All in all, I am excited about 2014-15, excited by its prospects and hopeful that I can improve myself, and the outcomes of the pupils in my charge.
I’d never done it before, changing schools. I had been to two schools as an ITT trainee, then moved onto employment at a third school, but that was that. I had been there since. When I left at the end of last term I had very mixed feelings. I was excited to test myself in a new classroom setting, I was excited to sink my teeth into the new role I had been appointed to, but I was sad to leave the place I had enjoyed working at so much. I was sad to be leaving my friends and colleagues, and I was sad to be leaving my classes. As summer drew on both these feelings remained. Had I made the right choice? Would I like it at the new school? Would I fit in to the department?
Now we’ve been back two weeks.
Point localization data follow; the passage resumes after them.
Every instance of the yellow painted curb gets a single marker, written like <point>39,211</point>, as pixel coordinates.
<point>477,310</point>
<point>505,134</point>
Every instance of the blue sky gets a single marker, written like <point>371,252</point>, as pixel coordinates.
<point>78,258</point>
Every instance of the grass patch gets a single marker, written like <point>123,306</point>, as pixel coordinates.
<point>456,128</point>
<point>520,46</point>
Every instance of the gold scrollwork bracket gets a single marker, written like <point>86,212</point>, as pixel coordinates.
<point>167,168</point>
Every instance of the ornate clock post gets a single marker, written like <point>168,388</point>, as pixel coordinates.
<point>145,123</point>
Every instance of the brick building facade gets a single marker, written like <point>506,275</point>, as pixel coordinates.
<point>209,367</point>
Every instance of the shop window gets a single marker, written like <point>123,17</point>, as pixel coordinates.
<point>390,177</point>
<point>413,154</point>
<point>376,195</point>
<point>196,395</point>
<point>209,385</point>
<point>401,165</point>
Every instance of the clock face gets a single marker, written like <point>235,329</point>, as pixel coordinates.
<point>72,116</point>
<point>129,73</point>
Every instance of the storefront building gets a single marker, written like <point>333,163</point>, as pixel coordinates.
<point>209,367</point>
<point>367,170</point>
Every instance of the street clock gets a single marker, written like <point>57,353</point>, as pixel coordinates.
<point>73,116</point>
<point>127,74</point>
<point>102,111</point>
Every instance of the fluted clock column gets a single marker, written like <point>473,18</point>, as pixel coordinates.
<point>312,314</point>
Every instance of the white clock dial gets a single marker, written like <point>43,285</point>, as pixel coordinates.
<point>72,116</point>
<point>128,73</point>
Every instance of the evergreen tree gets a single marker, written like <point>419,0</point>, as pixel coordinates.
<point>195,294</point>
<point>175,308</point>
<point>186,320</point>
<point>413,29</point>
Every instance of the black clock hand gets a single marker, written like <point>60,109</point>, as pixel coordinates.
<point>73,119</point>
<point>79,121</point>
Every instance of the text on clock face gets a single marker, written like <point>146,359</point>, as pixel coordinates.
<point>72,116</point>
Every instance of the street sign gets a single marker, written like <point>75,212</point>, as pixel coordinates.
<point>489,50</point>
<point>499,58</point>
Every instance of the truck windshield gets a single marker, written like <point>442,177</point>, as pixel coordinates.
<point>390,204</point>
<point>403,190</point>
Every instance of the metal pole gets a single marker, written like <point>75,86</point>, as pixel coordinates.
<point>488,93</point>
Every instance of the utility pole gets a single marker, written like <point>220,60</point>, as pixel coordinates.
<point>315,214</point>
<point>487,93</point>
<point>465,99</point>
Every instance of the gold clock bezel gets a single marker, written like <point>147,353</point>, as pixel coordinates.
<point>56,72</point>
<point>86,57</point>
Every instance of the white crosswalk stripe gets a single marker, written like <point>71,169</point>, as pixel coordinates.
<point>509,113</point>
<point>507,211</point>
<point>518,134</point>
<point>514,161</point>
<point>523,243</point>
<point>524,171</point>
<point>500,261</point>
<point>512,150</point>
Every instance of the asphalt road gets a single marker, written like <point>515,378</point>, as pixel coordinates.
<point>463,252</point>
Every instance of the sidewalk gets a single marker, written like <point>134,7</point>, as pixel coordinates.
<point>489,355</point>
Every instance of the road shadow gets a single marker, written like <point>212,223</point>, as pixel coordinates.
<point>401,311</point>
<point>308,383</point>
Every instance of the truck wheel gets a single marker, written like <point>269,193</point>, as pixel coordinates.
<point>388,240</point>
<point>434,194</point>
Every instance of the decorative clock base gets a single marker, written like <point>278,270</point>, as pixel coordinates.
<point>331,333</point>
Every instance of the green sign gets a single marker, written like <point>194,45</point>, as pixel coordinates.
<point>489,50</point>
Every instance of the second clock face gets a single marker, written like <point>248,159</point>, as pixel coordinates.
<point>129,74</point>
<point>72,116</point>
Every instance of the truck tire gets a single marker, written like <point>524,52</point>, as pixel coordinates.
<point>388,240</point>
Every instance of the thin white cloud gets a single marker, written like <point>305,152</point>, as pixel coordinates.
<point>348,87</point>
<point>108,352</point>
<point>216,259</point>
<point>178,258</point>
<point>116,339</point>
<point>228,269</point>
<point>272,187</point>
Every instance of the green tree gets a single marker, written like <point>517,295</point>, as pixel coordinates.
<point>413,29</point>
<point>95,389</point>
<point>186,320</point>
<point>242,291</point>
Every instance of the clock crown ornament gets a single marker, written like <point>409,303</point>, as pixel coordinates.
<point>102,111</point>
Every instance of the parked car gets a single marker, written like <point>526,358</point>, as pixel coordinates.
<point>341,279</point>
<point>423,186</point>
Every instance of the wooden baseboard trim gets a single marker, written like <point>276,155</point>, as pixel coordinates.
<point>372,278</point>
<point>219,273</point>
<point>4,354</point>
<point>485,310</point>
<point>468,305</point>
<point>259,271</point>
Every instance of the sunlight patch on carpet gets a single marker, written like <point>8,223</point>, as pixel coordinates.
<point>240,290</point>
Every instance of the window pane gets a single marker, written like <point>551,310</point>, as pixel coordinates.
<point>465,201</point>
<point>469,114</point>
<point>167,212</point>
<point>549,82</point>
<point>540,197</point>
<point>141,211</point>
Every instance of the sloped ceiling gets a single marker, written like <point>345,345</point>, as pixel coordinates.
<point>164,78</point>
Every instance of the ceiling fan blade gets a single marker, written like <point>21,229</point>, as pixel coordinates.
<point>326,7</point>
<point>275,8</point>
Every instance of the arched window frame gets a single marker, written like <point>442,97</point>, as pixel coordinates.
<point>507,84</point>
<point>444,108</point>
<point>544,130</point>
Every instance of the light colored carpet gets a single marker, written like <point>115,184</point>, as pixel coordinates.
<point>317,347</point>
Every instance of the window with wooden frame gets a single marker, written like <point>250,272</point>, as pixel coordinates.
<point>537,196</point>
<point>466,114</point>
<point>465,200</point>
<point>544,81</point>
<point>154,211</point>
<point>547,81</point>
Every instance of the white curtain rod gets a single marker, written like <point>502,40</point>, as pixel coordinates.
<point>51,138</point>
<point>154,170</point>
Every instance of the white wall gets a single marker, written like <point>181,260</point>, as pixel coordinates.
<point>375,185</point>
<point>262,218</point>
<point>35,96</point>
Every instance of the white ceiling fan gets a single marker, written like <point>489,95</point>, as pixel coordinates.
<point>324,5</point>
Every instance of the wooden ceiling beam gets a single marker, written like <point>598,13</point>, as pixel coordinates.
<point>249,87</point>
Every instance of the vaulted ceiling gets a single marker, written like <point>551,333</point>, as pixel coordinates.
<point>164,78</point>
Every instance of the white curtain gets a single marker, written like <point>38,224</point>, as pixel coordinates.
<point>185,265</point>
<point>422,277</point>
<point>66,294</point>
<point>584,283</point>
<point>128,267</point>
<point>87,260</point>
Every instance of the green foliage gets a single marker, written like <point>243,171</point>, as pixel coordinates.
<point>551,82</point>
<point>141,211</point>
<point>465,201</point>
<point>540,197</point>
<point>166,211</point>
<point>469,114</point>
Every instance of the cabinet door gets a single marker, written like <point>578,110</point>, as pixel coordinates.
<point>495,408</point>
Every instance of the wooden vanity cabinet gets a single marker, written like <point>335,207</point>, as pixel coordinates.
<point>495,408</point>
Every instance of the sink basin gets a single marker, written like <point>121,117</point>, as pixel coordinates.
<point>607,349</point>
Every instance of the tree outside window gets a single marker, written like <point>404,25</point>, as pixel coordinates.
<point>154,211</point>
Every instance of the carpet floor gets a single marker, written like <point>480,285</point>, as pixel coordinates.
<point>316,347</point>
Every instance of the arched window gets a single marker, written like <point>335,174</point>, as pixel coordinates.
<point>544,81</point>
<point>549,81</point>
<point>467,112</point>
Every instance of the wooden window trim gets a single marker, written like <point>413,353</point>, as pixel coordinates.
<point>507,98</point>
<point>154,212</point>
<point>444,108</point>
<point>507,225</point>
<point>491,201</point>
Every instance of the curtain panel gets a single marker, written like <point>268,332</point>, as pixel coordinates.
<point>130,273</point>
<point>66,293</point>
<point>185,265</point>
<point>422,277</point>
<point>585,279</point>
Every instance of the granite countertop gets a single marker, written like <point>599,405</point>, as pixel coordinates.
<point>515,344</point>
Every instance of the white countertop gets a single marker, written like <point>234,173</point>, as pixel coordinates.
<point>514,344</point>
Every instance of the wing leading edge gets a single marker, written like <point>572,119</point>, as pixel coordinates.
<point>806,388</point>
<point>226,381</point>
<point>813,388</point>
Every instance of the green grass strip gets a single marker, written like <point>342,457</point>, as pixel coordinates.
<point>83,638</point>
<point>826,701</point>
That first week, when all the other teachers I know we’re still on holiday, was tough. But the thought of 2 weeks at October was certainly enough to keep me going! The first day was a training day, which was focused around the good results achieved last year and the challenges we face to keep them heading in an upward trend. I felt it was an exciting school to be at, and am exciting time to be here.
I get on with the others in the department, and there is a good team spirit which I already feel part of, so the worries I had there were unfounded. I’m still getting to grips with parts of my role, but I’m thoroughly enjoying the process and the challenges.
That leaves the lessons. The new school has promethean boards, not smartboards, so I had to get use to the new equipment and the software. The room layout is different too, so I’ve had to get used to that, but I feel I have made the switch well. I have met all my classes and I really like them. There have been one or two settling in behaviour issues, a by-product of being new to the school, but I feel that I’m on top of them.
All in all, I am enjoying my new role and the new chapter in my career. I feel I have made the right choice, and I look forward to the journey ahead.